Iraq’s Oil Ministry has awarded a major project management consultancy (PMC) contract to the US’ CH2M Hill for a critical seawater treatment facility, which will supply oil producers in the south of the country.
The PMC deal is worth $170m, according to Dhiya Jaafar, the director general of state-owned South Oil Company, a subsidiary of the Oil Ministry, Bloomberg newswire reports.
Out of 10 firms invited to bid for the contract in May, the Oil Ministry shortlisted only two companies, CH2M Hill and Canada’s SNC Lavalin. Commercial proposals were submitted in August.
The deal covers the construction of a pipeline and giant seawater treatment facility, worth an estimated total of $10bn. The project, to be called the Common Seawater Supply Facility (CSSF), will supply water vital for the country’s oil fields, but the development has been running behind schedule.
The scheme was originally led by US oil major ExxonMobil until it fell foul of the Oil Ministry in November 2011, following the signing of production sharing agreements with the semi-autonomous Kurdistan Regional Government.

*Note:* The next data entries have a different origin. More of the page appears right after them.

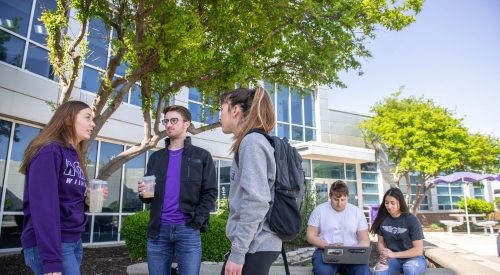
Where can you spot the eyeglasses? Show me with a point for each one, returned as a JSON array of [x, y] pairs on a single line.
[[173, 120]]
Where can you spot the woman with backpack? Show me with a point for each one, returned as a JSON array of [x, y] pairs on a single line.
[[254, 247], [400, 237]]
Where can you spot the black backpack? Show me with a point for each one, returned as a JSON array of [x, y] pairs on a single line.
[[289, 187]]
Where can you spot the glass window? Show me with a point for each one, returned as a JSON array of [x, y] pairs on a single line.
[[98, 40], [298, 133], [196, 113], [446, 198], [134, 170], [296, 107], [309, 109], [350, 171], [369, 167], [12, 227], [284, 130], [369, 188], [11, 49], [370, 199], [194, 95], [135, 95], [479, 193], [353, 192], [91, 79], [37, 62], [270, 89], [38, 30], [15, 15], [225, 171], [105, 229], [15, 184], [109, 151], [369, 177], [282, 106], [5, 128], [122, 68], [330, 170], [306, 166], [310, 134]]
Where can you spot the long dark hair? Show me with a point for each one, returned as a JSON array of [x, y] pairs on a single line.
[[60, 129], [257, 111], [382, 211]]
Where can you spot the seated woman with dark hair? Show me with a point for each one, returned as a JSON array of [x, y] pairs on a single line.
[[400, 237]]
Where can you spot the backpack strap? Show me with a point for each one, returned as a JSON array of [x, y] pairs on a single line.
[[269, 138], [285, 261]]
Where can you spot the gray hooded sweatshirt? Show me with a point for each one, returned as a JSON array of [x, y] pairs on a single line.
[[249, 197]]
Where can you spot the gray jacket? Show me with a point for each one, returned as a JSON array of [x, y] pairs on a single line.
[[249, 198]]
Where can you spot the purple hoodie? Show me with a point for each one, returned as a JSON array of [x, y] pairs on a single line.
[[53, 203]]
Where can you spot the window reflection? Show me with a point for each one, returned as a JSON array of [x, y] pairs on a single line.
[[37, 62], [91, 79], [309, 109], [282, 108], [5, 131], [109, 151], [225, 171], [14, 15], [296, 107], [329, 170], [38, 30], [12, 226], [284, 130], [298, 133], [15, 184], [11, 49], [98, 44]]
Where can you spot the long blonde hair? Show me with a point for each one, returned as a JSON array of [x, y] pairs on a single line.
[[257, 112], [60, 129]]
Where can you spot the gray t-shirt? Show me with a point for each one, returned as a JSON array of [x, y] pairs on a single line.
[[400, 232]]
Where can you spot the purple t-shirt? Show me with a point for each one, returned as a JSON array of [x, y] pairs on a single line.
[[171, 214]]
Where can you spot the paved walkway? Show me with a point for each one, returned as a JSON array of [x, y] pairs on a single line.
[[478, 247], [458, 254]]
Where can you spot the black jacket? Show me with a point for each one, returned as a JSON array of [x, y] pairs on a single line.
[[198, 190]]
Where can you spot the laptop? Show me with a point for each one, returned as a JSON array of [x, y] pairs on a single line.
[[346, 254]]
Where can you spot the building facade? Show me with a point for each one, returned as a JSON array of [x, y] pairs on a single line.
[[329, 140]]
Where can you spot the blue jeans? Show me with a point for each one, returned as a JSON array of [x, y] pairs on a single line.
[[72, 258], [320, 268], [411, 266], [181, 240]]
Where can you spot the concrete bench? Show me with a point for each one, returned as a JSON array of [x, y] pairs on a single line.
[[450, 224], [215, 269], [487, 224]]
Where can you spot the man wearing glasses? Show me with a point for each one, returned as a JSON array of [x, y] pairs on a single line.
[[185, 192]]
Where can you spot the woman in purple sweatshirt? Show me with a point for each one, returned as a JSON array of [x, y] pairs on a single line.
[[54, 196]]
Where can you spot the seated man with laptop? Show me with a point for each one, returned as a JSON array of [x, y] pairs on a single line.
[[339, 231]]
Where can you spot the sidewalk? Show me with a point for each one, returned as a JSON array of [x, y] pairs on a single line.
[[460, 252], [458, 255]]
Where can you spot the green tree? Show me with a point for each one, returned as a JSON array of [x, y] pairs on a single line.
[[424, 139], [212, 45]]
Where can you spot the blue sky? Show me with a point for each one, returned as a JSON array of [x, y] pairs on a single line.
[[450, 54]]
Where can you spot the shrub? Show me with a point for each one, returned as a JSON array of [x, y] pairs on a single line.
[[134, 228], [477, 206], [435, 226]]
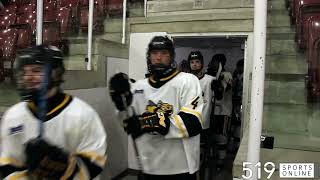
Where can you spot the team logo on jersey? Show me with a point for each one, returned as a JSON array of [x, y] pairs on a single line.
[[159, 107], [17, 129]]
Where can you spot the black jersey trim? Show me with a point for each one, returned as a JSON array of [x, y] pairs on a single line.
[[191, 123], [54, 109]]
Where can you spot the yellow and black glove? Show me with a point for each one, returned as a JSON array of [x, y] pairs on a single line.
[[157, 122], [46, 161]]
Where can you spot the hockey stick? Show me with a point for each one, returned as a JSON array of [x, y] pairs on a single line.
[[135, 147], [42, 98]]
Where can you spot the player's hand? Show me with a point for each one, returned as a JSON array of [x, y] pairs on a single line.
[[119, 88], [45, 161], [158, 122]]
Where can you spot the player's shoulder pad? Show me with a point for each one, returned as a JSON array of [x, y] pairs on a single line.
[[79, 105]]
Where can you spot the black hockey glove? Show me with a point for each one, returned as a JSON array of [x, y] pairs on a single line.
[[147, 122], [119, 88], [45, 161], [217, 88]]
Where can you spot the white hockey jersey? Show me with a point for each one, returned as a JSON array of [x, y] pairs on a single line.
[[75, 127], [207, 93], [179, 150]]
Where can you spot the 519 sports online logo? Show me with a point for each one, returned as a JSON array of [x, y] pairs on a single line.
[[286, 170]]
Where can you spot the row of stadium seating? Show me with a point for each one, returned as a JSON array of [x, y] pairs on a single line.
[[60, 19], [305, 15]]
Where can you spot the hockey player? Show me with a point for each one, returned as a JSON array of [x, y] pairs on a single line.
[[222, 87], [72, 143], [168, 119], [195, 60]]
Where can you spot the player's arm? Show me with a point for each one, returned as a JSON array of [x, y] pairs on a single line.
[[47, 161], [92, 148], [10, 164], [188, 121]]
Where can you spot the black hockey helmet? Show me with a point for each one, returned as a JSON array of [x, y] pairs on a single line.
[[195, 55], [221, 58], [41, 55], [160, 43]]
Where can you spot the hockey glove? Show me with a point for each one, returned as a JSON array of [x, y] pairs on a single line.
[[45, 161], [217, 88], [147, 122], [119, 88]]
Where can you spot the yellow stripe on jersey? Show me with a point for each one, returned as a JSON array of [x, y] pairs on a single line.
[[11, 161], [180, 125], [19, 176], [93, 156], [193, 112], [166, 78], [64, 102], [33, 107], [83, 172], [169, 77], [71, 167]]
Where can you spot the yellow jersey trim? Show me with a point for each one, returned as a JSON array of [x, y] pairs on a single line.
[[179, 123]]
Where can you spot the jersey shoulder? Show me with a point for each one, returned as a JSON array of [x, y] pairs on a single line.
[[208, 77], [79, 105], [182, 76], [15, 113]]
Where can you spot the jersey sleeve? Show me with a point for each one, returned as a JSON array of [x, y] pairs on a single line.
[[11, 156], [91, 151], [188, 121]]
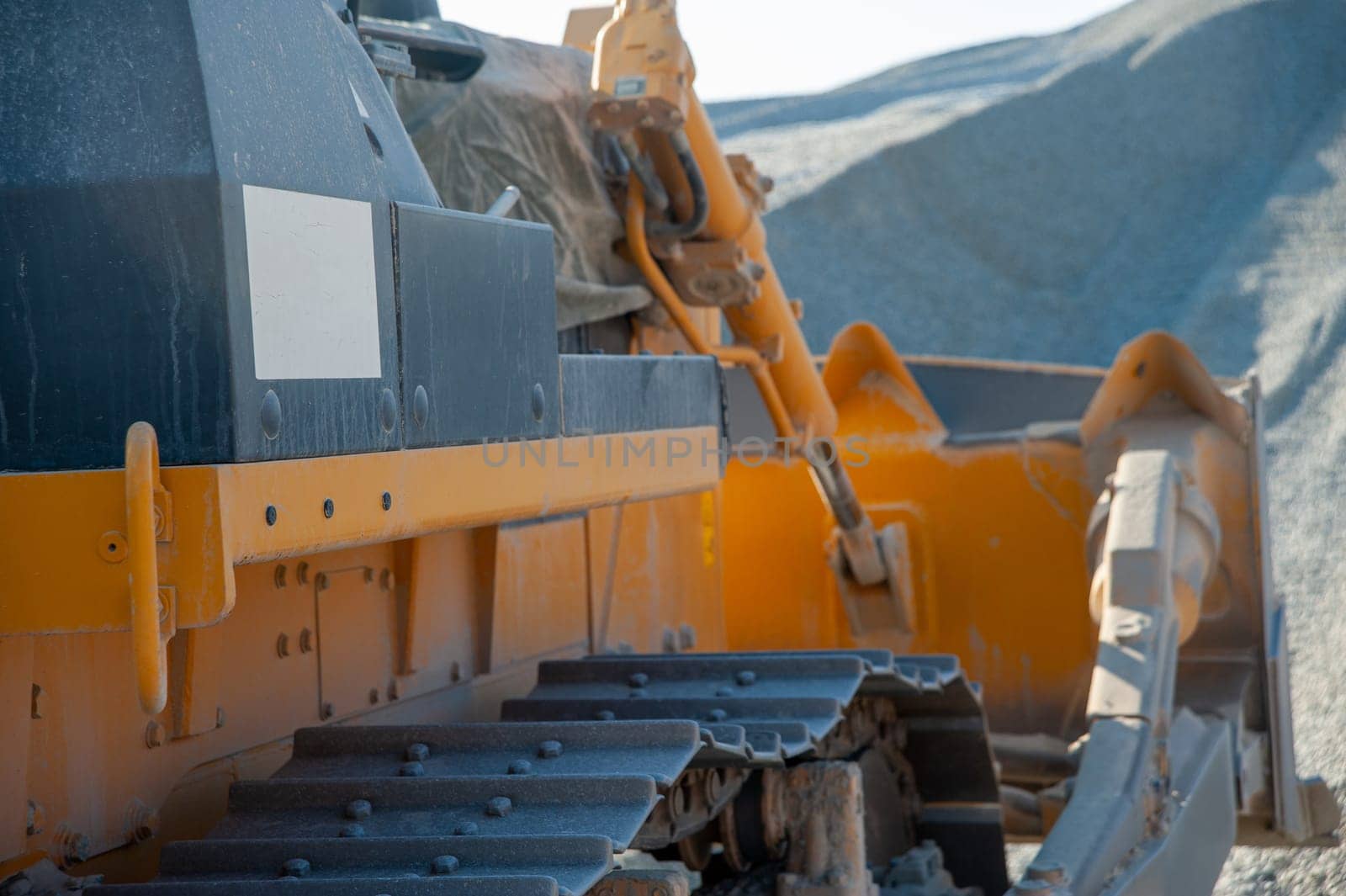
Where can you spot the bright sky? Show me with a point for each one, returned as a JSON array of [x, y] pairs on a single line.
[[767, 47]]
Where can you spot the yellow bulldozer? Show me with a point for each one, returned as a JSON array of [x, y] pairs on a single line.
[[363, 536]]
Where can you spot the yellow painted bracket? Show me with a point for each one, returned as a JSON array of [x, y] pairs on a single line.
[[151, 606], [89, 550]]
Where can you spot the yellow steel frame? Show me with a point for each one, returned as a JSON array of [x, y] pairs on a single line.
[[66, 557]]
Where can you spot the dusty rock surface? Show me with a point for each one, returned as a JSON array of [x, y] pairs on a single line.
[[1175, 164]]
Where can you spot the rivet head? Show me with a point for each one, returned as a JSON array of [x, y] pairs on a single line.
[[538, 402], [443, 866], [271, 415], [295, 868], [112, 547], [388, 411], [421, 406]]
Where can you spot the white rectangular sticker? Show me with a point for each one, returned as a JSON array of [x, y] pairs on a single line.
[[311, 284]]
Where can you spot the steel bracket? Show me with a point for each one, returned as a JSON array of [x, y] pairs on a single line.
[[154, 618]]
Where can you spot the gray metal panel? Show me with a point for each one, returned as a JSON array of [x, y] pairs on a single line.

ExxonMobil left the project in April.
Mott MacDonald of the UK and the US’ Fluor had originally been appointed to conduct surveys and data gathering for a 120-kilometre pipeline and the water treatment facility.
The CSSF is intended to produce 2.5 million barrels a day (b/d) of treated seawater from the Gulf by 2015, with eventual expansion up to 12 million b/d, to be injected into fields awarded in Iraq’s first and second oil licensing rounds.